Why Do You Need To Be Hydrated?
Put bluntly, athletes who are not properly hydrated before practice or competition are not going to perform as well as they could be. In other words, what you want to get out of your body, you have to put into it! Your body needs a combination of fluids, carbohydrates and electrolytes in order to perform at its best. In a recent Gatorade Sports Science Institute (GSSI) study, they found that 70% of high school athletes show up to practice dehydrated. And the consequence of dehydration is lower performance.
How Can You Tell If You Are Properly Hydrated?

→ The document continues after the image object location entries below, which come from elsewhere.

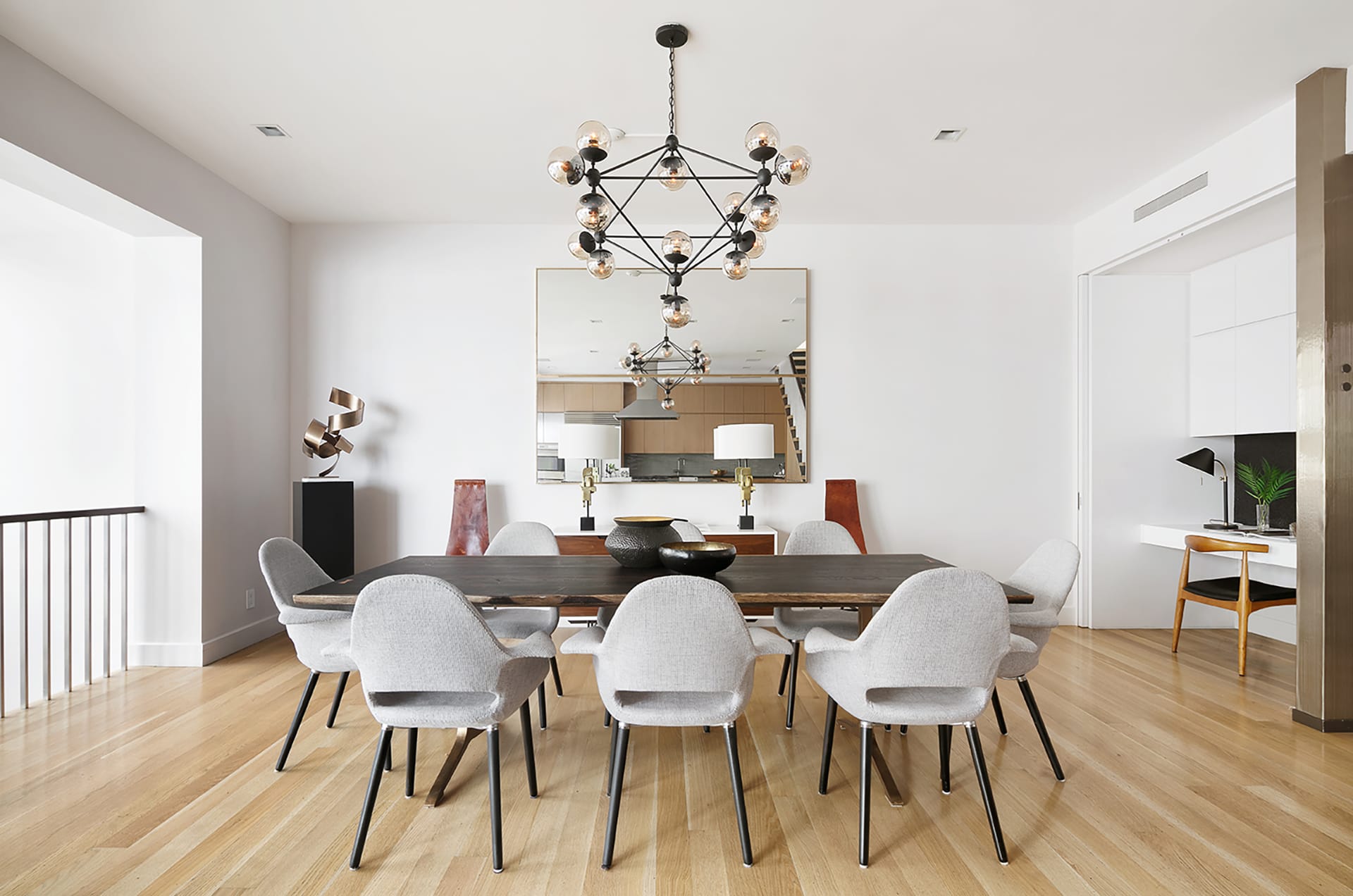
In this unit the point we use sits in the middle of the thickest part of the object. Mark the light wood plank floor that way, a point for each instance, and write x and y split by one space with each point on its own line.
1180 778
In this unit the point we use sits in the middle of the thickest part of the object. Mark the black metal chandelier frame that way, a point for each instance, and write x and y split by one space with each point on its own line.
666 371
731 230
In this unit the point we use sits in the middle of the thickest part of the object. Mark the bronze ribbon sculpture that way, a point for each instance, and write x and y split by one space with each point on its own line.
326 442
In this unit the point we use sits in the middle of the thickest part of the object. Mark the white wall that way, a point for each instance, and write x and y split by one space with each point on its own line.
1138 427
944 380
241 443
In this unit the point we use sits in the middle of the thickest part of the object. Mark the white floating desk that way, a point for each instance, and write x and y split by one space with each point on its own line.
1282 549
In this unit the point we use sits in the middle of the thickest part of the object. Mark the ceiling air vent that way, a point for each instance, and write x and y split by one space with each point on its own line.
1187 189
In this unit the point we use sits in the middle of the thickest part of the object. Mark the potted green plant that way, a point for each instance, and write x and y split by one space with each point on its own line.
1266 485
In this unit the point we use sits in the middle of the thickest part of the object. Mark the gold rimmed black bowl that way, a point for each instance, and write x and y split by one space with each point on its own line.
697 558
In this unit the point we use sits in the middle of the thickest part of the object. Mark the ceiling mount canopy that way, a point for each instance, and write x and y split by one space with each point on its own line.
742 216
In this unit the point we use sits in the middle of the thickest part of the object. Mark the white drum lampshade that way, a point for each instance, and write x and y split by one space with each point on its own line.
589 442
738 442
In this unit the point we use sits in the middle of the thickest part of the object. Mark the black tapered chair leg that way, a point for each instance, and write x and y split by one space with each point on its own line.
866 740
529 746
617 780
370 803
295 719
1042 728
793 687
554 669
333 711
610 757
946 738
735 772
829 735
988 800
495 800
413 758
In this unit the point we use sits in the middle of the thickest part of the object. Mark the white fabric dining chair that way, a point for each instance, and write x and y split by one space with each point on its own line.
929 658
429 661
815 536
525 539
288 570
686 533
1048 574
650 677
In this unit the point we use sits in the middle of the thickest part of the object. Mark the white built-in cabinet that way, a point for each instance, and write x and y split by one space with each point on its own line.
1242 343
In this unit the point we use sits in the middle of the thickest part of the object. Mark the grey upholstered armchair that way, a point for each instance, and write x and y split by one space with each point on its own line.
429 661
815 536
650 677
1048 574
288 570
525 539
929 657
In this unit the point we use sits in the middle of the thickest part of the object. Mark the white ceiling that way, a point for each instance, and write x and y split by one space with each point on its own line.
583 325
425 110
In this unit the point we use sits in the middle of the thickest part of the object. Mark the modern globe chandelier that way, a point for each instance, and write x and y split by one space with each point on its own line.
669 366
743 216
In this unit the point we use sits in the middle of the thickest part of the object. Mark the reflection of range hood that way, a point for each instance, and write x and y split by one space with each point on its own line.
647 405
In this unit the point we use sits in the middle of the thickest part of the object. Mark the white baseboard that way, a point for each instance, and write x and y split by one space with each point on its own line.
244 637
207 653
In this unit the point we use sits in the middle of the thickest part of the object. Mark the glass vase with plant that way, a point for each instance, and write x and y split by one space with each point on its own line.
1266 485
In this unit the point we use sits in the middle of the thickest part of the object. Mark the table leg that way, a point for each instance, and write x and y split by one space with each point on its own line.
448 768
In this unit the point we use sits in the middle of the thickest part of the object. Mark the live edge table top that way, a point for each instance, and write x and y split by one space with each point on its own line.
866 580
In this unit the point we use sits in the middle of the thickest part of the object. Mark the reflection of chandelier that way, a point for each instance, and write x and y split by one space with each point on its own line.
743 217
667 364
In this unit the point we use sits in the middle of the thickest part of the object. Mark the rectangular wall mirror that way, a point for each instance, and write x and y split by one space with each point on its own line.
754 332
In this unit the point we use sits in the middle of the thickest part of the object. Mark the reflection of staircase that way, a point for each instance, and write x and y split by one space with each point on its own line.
795 470
798 359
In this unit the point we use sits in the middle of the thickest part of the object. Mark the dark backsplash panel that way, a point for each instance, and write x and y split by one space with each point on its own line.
1280 451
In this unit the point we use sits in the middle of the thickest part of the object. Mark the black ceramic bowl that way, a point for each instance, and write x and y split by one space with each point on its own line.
697 558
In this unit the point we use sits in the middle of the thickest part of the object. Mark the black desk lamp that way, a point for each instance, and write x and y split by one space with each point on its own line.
1206 461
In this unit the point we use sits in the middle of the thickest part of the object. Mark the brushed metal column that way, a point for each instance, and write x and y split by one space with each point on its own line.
1325 405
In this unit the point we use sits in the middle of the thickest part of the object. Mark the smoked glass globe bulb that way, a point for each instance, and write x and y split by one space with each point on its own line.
593 135
673 172
601 264
676 247
761 137
763 213
736 266
594 211
575 247
792 166
676 314
566 167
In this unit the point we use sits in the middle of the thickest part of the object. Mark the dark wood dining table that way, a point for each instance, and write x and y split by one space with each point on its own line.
861 581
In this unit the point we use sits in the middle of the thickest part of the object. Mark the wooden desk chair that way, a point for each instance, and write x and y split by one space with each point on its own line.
1238 595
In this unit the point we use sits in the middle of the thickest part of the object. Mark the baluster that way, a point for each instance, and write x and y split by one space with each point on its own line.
68 677
88 600
107 597
126 665
47 611
23 616
1 620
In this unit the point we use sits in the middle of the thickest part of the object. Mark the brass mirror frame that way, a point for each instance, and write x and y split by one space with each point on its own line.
808 349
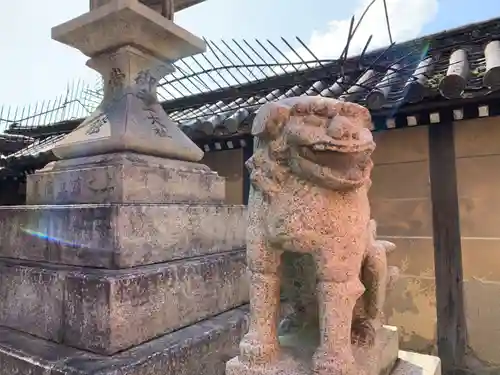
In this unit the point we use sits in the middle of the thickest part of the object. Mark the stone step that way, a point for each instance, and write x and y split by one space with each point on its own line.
106 311
119 236
410 363
201 349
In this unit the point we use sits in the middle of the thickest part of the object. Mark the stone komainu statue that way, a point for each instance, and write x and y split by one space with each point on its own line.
310 174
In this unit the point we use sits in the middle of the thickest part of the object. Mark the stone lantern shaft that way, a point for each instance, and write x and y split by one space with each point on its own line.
132 46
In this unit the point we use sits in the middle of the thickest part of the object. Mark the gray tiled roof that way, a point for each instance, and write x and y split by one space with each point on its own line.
418 71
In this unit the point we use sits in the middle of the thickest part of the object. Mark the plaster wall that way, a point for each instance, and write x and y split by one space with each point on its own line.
401 204
477 150
228 164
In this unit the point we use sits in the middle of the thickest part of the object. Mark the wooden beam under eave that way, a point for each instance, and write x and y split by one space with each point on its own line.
451 325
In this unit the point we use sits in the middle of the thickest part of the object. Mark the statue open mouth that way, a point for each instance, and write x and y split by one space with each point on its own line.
336 165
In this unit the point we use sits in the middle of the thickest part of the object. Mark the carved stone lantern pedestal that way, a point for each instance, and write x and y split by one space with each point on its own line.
132 47
126 259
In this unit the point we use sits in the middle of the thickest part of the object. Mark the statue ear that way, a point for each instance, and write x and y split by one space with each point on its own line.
269 121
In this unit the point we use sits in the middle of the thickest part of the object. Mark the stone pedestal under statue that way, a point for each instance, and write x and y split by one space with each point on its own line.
126 259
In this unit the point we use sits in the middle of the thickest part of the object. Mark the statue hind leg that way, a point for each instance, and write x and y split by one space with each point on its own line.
338 290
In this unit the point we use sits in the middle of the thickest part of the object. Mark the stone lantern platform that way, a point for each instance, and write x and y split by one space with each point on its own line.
126 259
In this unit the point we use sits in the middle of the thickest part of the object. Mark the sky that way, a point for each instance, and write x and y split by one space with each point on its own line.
37 68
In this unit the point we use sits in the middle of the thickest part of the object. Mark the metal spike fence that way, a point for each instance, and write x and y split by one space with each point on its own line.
225 64
235 65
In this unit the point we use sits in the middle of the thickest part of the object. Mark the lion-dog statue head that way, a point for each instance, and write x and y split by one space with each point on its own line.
323 141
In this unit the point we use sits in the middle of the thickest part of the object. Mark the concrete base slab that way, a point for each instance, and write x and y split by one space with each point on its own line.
201 349
410 363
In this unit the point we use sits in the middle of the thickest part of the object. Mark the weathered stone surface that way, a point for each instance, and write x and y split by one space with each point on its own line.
31 299
310 176
119 236
110 312
298 351
106 311
202 348
132 47
124 178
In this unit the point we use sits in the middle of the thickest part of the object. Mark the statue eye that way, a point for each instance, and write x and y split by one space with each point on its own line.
312 120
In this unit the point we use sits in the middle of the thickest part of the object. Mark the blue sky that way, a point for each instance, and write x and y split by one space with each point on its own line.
37 68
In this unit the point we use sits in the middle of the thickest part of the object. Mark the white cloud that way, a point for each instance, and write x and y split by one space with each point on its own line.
407 18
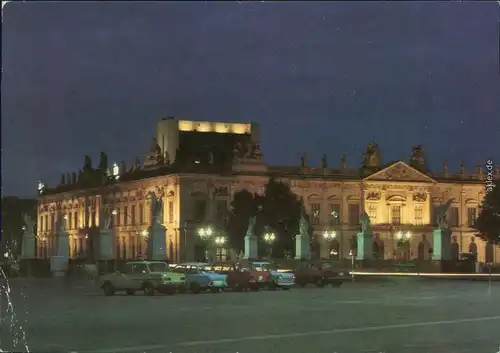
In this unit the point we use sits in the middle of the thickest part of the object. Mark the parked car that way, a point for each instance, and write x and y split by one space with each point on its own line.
147 276
241 276
277 279
200 277
320 273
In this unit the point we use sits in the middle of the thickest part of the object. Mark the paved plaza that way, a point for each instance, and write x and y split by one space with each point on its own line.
398 316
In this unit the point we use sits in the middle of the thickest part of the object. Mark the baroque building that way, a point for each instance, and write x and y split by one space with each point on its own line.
197 167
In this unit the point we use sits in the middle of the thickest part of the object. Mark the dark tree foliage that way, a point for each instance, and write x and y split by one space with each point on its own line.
243 207
488 222
280 210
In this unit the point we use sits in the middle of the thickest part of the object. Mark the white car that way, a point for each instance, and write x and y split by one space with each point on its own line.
278 279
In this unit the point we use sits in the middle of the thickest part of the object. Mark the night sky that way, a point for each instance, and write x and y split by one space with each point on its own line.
80 78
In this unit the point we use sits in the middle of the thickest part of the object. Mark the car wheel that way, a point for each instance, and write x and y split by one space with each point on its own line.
195 288
149 290
301 284
236 287
109 289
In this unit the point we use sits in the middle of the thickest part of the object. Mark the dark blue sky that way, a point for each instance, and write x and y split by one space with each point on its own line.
83 77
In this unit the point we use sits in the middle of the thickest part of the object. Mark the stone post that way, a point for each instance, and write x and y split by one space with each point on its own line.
251 247
365 246
157 243
59 262
302 247
441 244
106 244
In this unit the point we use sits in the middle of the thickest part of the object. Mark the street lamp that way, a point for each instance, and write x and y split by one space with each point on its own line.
403 241
403 237
220 241
269 237
329 236
205 233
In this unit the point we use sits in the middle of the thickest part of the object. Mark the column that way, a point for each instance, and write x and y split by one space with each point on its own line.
463 210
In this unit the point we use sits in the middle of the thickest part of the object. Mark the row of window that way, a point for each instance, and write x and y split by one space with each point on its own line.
353 213
134 215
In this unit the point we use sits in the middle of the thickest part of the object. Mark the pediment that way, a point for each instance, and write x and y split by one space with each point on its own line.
396 198
400 171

Here is the crazy part! Figuring out if you are properly hydrated is a super easy process – even a 5 year old can tell you if they are hydrated enough when given the proper information. In the language of our kids – if your pee looks like lemonade, you are good – if it looks like apple juice or darker, then you are dehydrated. Easy peasy. To make it really fun and visual, Gatorade created this very simple poster (or as the Gatorade Sports Moms called it – a Pee Chart) you can hang in the locker room or share with your athletes. Click on the image above to download the poster as a PDF.
Another way to measure fluid loss – which is not always as accessible – is to have your athlete weigh themselves before exercise and after. If they are properly hydrated there will be no weight difference. For every pound of sweat they left on the field, they need to replace it with 16 ounces of fluid consumed slowly over the next 30-60 minutes. Again, pretty simple stuff.
What to Drink Before & After Exercise
Before exercise your athlete needs to:
- Drink ~5-7 ml per kg of body weight four (4) hours before exercise
- Drink ~3-5 ml per kg body weight two (2) hours before exercise
For example – if your athlete weighs 130 lbs., they need to drink about 10 oz. of fluid four hours before workout and another 4-6 oz. two hours before. Now this is a rough estimate and by monitoring their urine color, athletes can determine whether they need more or less fluid intake.
After exercise athletes need to drink 16 oz. for every pound of weight lost due to sweat.
With school schedules and our generally busy lives, it is not always possible to follow the pre-exercise hydration schedule exactly, but with basic hydration knowledge our athletes can better prepare to perform at their best.
This information was gleaned from the notes I took during a presentation by GSSI scientists given to a group of Sports Moms in a recent Gatorade sponsored event. The GSSI was founded to help athletes optimize performance and well being through research and education in hydration and nutrition science.